A cirurgia procede com a realização de trepanação no crânio para inserção de microeletrodos para determinação de atividade elétrica fisiológica de áreas funcionais dominantes entre os hemisférios, e inserção de eletrodo de estimulação cerebral profunda. Após posicionamento adequado e verificação do sistema por meio de exames de imagem durante a cirurgia, implanta-se no tecido subcutâneo do tórax o cabo de ligação e o gerador de impulsos elétricos de 2 a 5 V, a cada 60 a 120 μs. Todo esse procedimento, à exceção de casos especiais pediátricos ou de adultos ansiosos, é realizado sem anestesia geral, ajudando na avaliação do estado funcional cerebral do paciente, que permanece acordado durante a cirurgia.

A DBS apresenta algum contra?

Sim, abaixo segue uma lista com os principais problemas relacionados a esse tratamento. As incidências dos efeitos adversos varia bastante entre as literaturas:

  • Alto custo;
  • Risco de infecções;
  • Risco de hemorragias intracranianas;
  • Convulsões pós-procedimento;
  • Prejuízo na cognição e na memória;
  • Dificuldade na fala e disfagia;
  • Distúrbios do equilíbrio, sensoriais e motores;
  • Mania, depressão, ansiedade.

Em resumo, revisamos aqui os principais aspectos no que tange à fisiopatolgia da Doença de Parkinson e do tratamento cirúrgico mais realizado para tratá-la na atualidade.

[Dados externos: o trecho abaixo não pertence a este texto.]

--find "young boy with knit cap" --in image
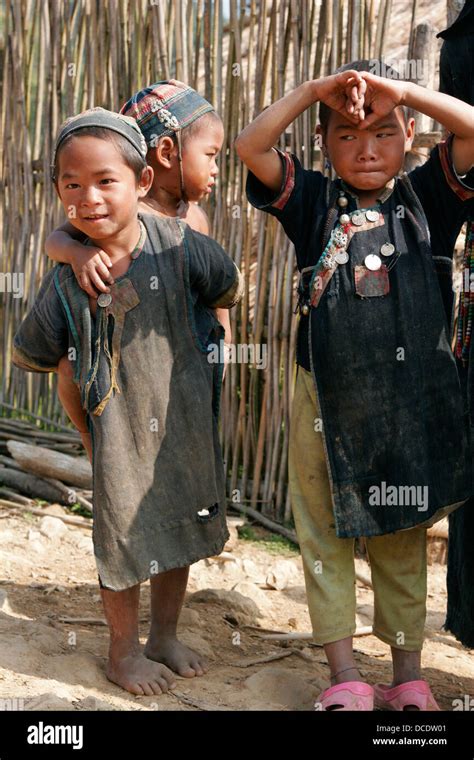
[13,108,242,695]
[39,79,232,688]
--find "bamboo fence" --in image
[0,0,452,521]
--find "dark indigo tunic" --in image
[438,14,474,647]
[13,215,242,590]
[247,142,474,537]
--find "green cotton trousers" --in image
[289,366,427,651]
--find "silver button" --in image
[380,243,395,256]
[97,293,112,308]
[365,209,380,222]
[334,251,349,264]
[351,211,364,227]
[364,253,382,272]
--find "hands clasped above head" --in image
[320,69,406,129]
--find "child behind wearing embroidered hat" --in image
[36,79,232,688]
[13,108,242,695]
[236,61,474,710]
[45,79,232,458]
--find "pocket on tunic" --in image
[354,264,390,298]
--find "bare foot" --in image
[106,652,176,697]
[145,636,207,678]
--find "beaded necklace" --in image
[455,219,474,366]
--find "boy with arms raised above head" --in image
[236,61,474,710]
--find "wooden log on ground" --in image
[7,441,92,488]
[0,467,70,506]
[0,499,92,530]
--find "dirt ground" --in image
[0,505,474,711]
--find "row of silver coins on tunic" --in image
[339,208,380,227]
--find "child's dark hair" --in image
[52,127,147,186]
[319,58,408,132]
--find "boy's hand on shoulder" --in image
[359,71,408,129]
[71,245,114,298]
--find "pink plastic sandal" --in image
[315,681,374,712]
[374,681,441,712]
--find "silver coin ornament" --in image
[334,251,349,264]
[380,243,395,256]
[365,209,380,222]
[364,253,382,272]
[97,293,112,308]
[333,230,347,247]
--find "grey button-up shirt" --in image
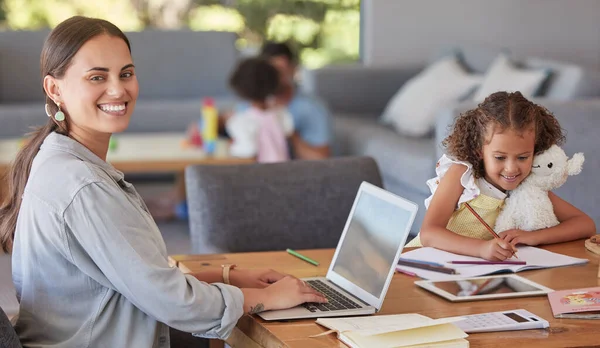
[12,133,244,348]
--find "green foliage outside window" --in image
[0,0,360,68]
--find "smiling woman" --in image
[44,34,139,160]
[0,17,326,347]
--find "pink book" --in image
[548,287,600,319]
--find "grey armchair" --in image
[185,157,382,254]
[0,307,21,348]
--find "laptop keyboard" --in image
[302,279,361,312]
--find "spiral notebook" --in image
[396,246,589,280]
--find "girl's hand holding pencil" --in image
[480,238,514,261]
[465,202,519,261]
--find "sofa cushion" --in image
[334,114,437,193]
[429,45,509,74]
[523,58,600,100]
[382,56,483,137]
[473,54,549,102]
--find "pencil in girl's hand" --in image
[465,202,519,259]
[448,260,527,265]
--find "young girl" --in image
[226,58,294,162]
[407,92,596,260]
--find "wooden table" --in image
[171,240,600,348]
[0,132,254,198]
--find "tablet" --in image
[415,274,554,302]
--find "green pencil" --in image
[286,249,319,266]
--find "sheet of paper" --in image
[397,246,589,280]
[317,314,463,336]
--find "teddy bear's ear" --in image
[567,152,585,175]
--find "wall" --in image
[362,0,600,69]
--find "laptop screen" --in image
[332,191,412,298]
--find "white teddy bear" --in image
[494,145,584,232]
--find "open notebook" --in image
[396,246,589,280]
[313,314,469,348]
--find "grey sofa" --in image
[0,30,238,138]
[303,48,600,235]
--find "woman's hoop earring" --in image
[54,103,65,122]
[44,103,52,117]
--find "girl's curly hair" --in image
[442,92,565,178]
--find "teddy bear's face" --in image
[528,145,569,190]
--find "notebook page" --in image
[344,324,468,348]
[397,246,588,281]
[316,314,463,336]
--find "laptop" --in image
[258,182,418,320]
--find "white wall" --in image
[363,0,600,69]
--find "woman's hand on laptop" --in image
[229,268,286,289]
[241,276,327,314]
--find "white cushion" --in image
[381,57,483,136]
[473,54,548,103]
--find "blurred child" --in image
[225,58,294,163]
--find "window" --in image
[0,0,361,68]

O texto é de total responsabilidade do autor e não representa a visão da sanar sobre o assunto.

Observação: esse material foi produzido durante vigência do Programa de colunistas Sanar. A iniciativa foi descontinuada em junho de 2022, mas a Sanar decidiu preservar todo o histórico e trabalho realizado por reconhecer o esforço empenhado pelos participantes e o valor do conteúdo produzido.


Referências:

  1. Arruda, J. A. M. et al. Introdução à Neurologia & à Neurocirurgia. 2ª ed. Editora UFC, 2020.
  2. BENABID, Alim Louis. Deep brain stimulation for Parkinson’s disease. Current opinion in neurobiology, v. 13, n. 6, p. 696-706, 2003.
  3. MCGREGOR, Matthew M.; NELSON, Alexandra B. Circuit mechanisms of Parkinson’s disease. Neuron, v. 101, n. 6, p. 1042-1056, 2019.
  4. BENABID, Alim Louis et al. Deep brain stimulation of the subthalamic nucleus for the treatment of Parkinson’s disease. The Lancet Neurology, v. 8, n. 1, p. 67-81, 2009.
  5. NETTER, Frank H.. Atlas de anatomia humana. 7ª ed. RIO DE JANEIRO: Elsevier, 2019.